Weybridge
Weybridge is a town by the River Wey in the Elmbridge district of Surrey.

It is bounded to the north by the River Thames at the mouth of the Wey, from which it gets its name. It is an outlying suburban town within the Greater London Urban Area, situated 7 miles (11 km) northeast of Woking and 16 miles (25 km) southwest of central London. Real estate prices are well above the national average: as of 2008, six of the ten most expensive streets in South East England (defined as the official government region, which excludes Greater London) were in Weybridge.

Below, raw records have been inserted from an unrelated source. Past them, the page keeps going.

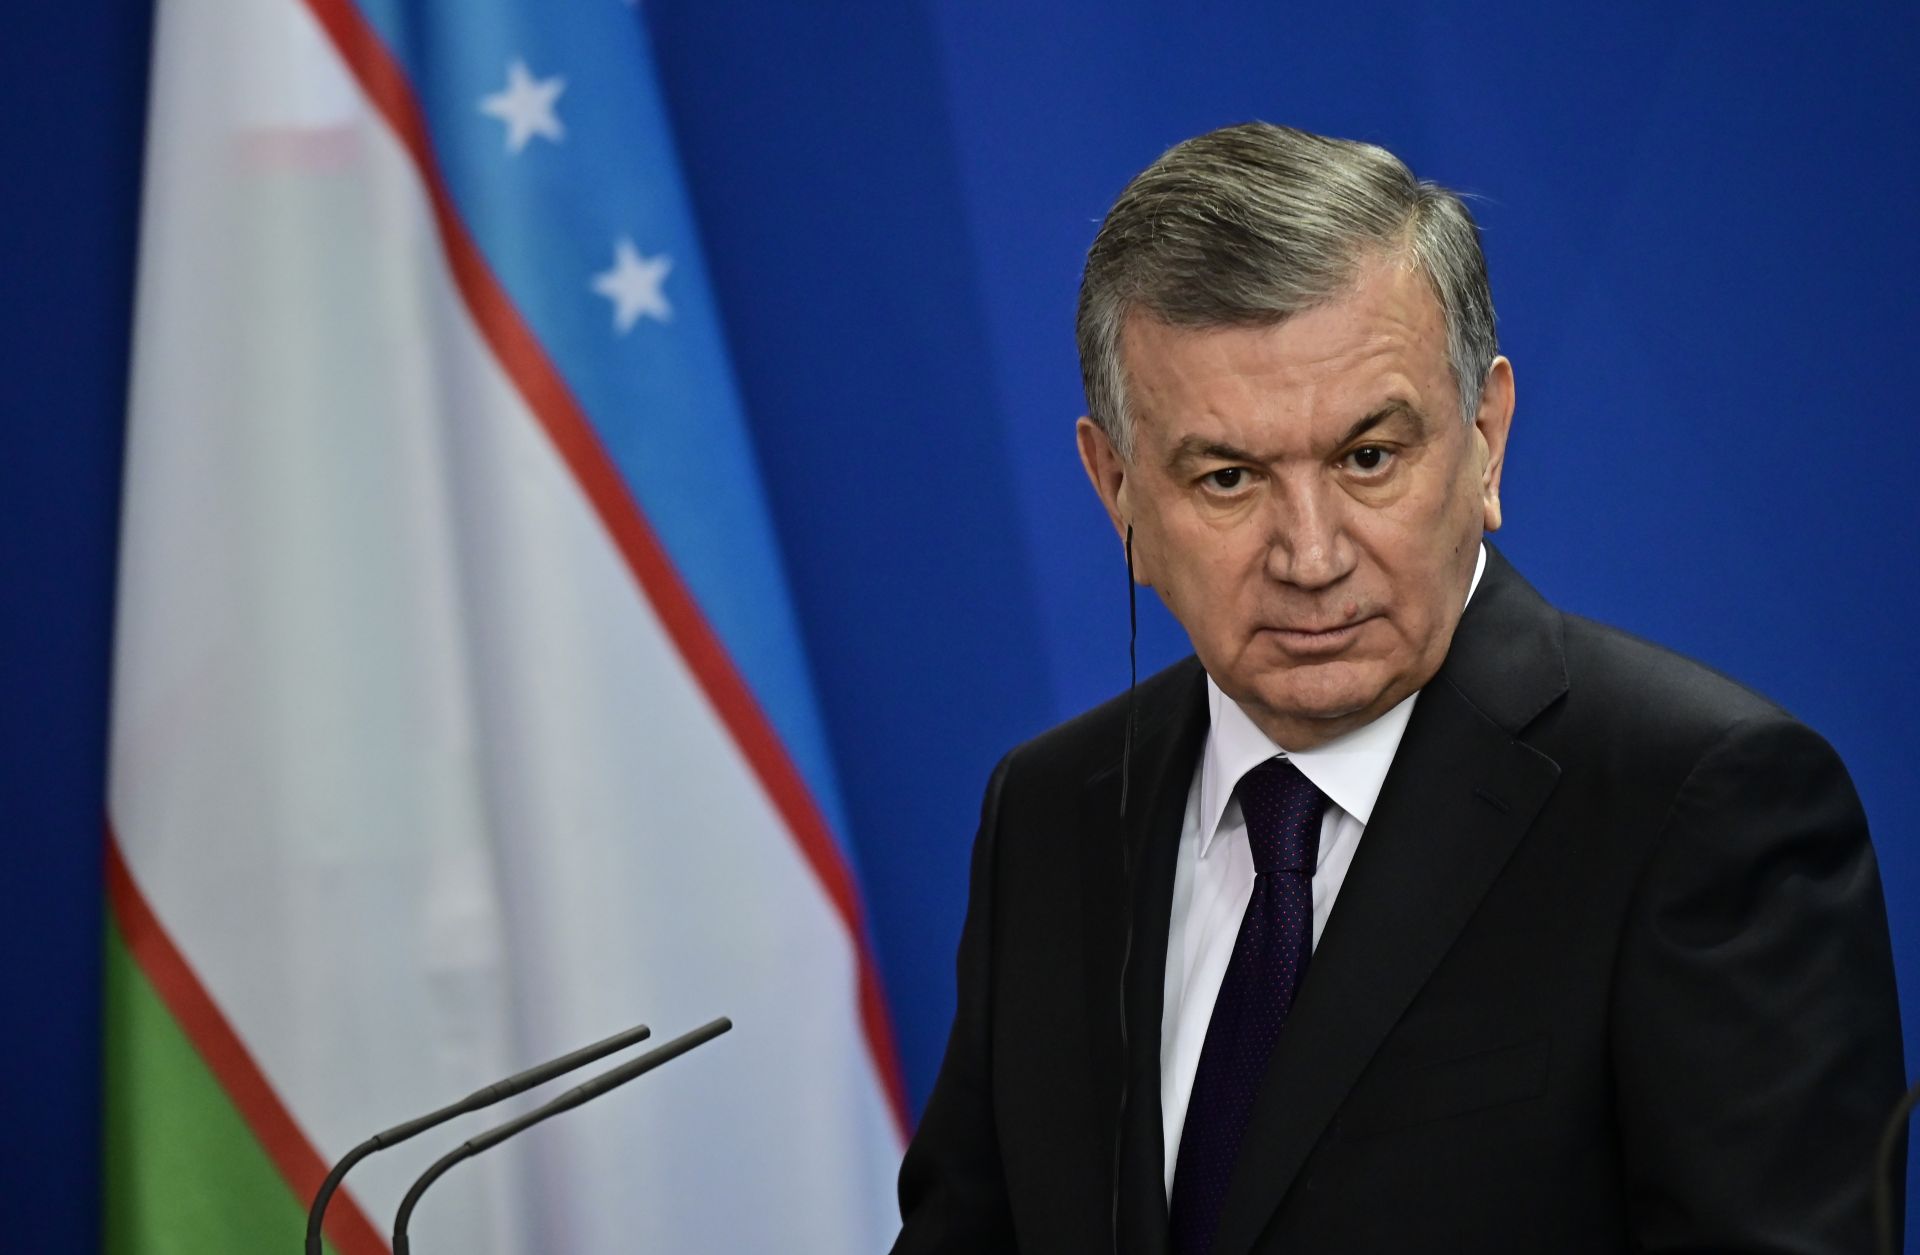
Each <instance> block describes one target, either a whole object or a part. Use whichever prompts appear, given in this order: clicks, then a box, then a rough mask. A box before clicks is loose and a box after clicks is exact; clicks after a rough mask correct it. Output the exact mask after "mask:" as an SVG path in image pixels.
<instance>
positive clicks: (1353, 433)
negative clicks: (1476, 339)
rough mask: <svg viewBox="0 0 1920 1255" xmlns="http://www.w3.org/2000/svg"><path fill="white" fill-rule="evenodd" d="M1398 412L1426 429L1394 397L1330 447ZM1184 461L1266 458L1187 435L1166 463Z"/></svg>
mask: <svg viewBox="0 0 1920 1255" xmlns="http://www.w3.org/2000/svg"><path fill="white" fill-rule="evenodd" d="M1402 416H1404V418H1407V420H1411V422H1413V428H1415V430H1417V432H1425V430H1427V418H1425V416H1423V414H1421V411H1419V409H1415V407H1413V403H1411V401H1402V399H1394V401H1388V403H1386V405H1382V407H1380V409H1377V411H1373V413H1371V414H1367V416H1365V418H1361V420H1359V422H1356V424H1354V426H1350V428H1348V430H1346V434H1344V436H1340V439H1338V441H1334V447H1338V445H1348V443H1352V441H1356V439H1359V438H1361V436H1365V434H1367V432H1371V430H1373V428H1377V426H1382V424H1386V422H1392V420H1394V418H1402ZM1188 461H1221V462H1263V461H1267V459H1261V457H1256V455H1252V453H1248V451H1246V449H1240V447H1238V445H1227V443H1221V441H1215V439H1202V438H1198V436H1187V438H1183V439H1179V441H1177V443H1175V445H1173V451H1171V453H1169V455H1167V466H1169V468H1175V466H1179V464H1181V462H1188Z"/></svg>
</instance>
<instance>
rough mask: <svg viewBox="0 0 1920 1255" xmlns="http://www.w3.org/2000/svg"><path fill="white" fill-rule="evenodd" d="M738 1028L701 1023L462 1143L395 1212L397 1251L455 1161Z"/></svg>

Weybridge, based on its parish bounds, forms three wards of the United Kingdom or can be divided into the Thames Street and town centre area, the Queens Road area on top of Monument Hill, most of Brooklands and St George’s Hill. Within the post town, rather than Weybridge’s other boundaries is Oatlands or Oatlands Village.

Until the late 18th century Weybridge was as a very small village with a river crossing, seed milling to make flour and nurseries would continue to provide the major source of home-grown income until the 20th century but no tanneries, major coaching houses, shops, markets, forges or gunpowder works are documented for example in the medieval period. The earliest monuments on the tower wall of St James’s C of E Church are 15th century plaques, and the Church was rebuilt in 1848 with a south aisle added in 1864.

Weybridge railway station was opened by the London and Southampton Railway in 1838. After the station was opened, development of what was until then only a village began and gradually Weybridge became a town. Large houses were built on St George’s Hill from 1911 by local builder and developer Walter George Tarrant of Byfleet.